La prise en charge addictologique aux urgences

•   Les urgences addictologiques :
Intoxication aiguë grave.
Overdose.
Syndrome de manque : préDT, manque en opiacés…
Perception d’une rechute imminente.

•    Les urgences somatiques en lien avec une addiction :
Hémorragie digestive.
Pancréatite aiguë.
Hépatite alcoolique aiguë.
AVP, Poly-traumatologie (dont neurologique : HED, HSD).
Infectieuses : abcès, endocardite, complications graves de VIH ou VHC…

•   Les urgences liées à la prise de produit
Troubles du comportement, agitation, agressivité.
Etat maniaque, état délirant.
Tentative de suicide.

•   Les urgences sociales
Grande précarité, SDF.
Précarité affective, sociale, professionnelle.
Cumul de pertes (logement, emploi, conjoint, réseau social et amical…).

Parfois, ces urgences ne sont pas de vraies urgences mais sont ressenties comme telles par :
•    Le patient,
•    Le conjoint, la famille,
•    Le travailleur social,
•    L’employeur,
•    La justice…

Dans tous les cas, la consultation en urgence et aux urgences a pour but de préserver l’intégrité physique et psychique du patient.

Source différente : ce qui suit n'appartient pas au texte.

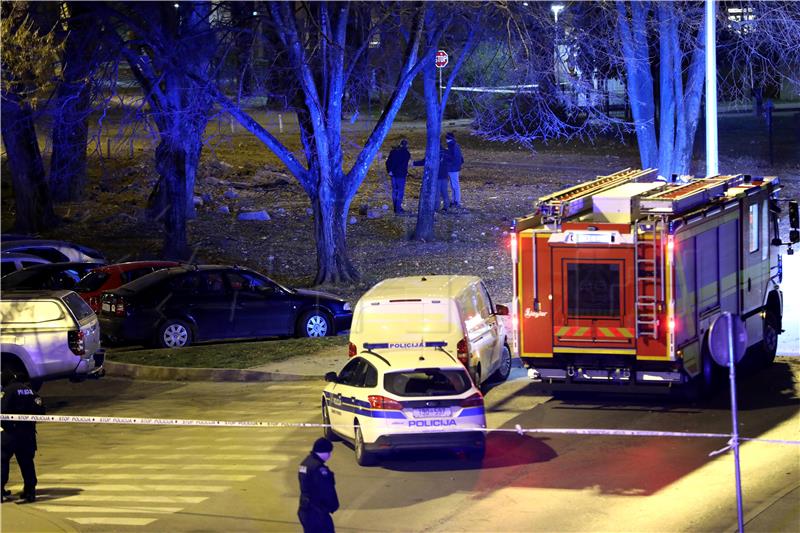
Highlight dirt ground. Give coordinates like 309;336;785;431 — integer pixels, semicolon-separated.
2;110;800;308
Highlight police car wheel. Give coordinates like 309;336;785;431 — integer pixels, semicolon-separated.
492;344;511;381
158;320;192;348
355;424;375;466
322;400;339;441
297;310;334;337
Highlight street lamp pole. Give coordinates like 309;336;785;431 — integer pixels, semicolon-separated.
705;0;719;177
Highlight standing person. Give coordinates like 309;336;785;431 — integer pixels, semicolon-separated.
414;146;450;211
297;437;339;533
0;370;44;503
445;131;464;207
386;139;411;214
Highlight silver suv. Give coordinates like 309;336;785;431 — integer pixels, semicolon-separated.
0;290;104;384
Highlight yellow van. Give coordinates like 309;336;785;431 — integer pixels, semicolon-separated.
349;276;511;385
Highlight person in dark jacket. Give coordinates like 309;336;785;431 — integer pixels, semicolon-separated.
297;438;339;533
414;147;451;211
386;139;411;214
0;370;44;503
445;131;464;207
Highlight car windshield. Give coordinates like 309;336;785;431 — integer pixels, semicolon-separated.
383;368;472;396
72;270;108;292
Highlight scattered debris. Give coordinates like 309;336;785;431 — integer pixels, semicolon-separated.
236;209;270;220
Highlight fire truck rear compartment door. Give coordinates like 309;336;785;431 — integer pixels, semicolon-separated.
553;246;636;351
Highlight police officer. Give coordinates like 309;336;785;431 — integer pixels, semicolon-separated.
386;139;411;214
297;437;339;533
0;370;44;503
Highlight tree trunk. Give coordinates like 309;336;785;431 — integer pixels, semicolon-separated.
50;2;99;201
672;24;706;174
0;92;57;233
413;56;447;241
311;179;359;285
656;4;683;178
50;81;89;202
617;1;658;168
156;138;191;260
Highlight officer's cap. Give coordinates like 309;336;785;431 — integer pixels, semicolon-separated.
311;437;333;453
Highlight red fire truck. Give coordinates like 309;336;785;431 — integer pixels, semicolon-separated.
511;169;796;392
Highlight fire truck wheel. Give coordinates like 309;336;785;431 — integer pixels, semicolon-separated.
492;344;511;383
469;364;483;390
761;311;778;366
696;336;722;400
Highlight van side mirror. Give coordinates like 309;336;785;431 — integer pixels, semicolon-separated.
789;200;800;244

Quid de la demande de sevrage aux urgences ? La demande puis la proposition de sevrage ne me semble pas complètement légitime aux urgences dans le sens où le patient doit pouvoir, en urgence, s’engager dans un travail long et coûteux émotionnellement.
Il ne faut pas pour autant dire NON absolument à toute demande de sevrage en urgence car pour certains patients, venir aux urgences est la seule manière d’entrer dans le soin : préserver l’alliance thérapeutique et discuter du sevrage en accord avec la patient : faire avec lui, pour lui et non à côté de lui ou à sa place, entraîner une prise de conscience des pertes liées au comportement addictif, des conséquences de ce comportement et de l’addiction sur sa vie et sa santé me paraît un bon préambule.

Est-il donc urgent d’attendre ? Olivier Lejeune va maintenant aborder ce sujet avec vous.
"Qui a le temps a la vie", dit-on.

Cervantes disait aussi : "il faut donner du temps au temps"
Beaucoup de nos écrivains ont écrit sur le temps : pour conclure, je vous confierai cette phrase de Paul Morand que j’affectionne, et qui reste à méditer dans nos sociétés où tout va vite: "Que de temps perdu à vouloir en gagner".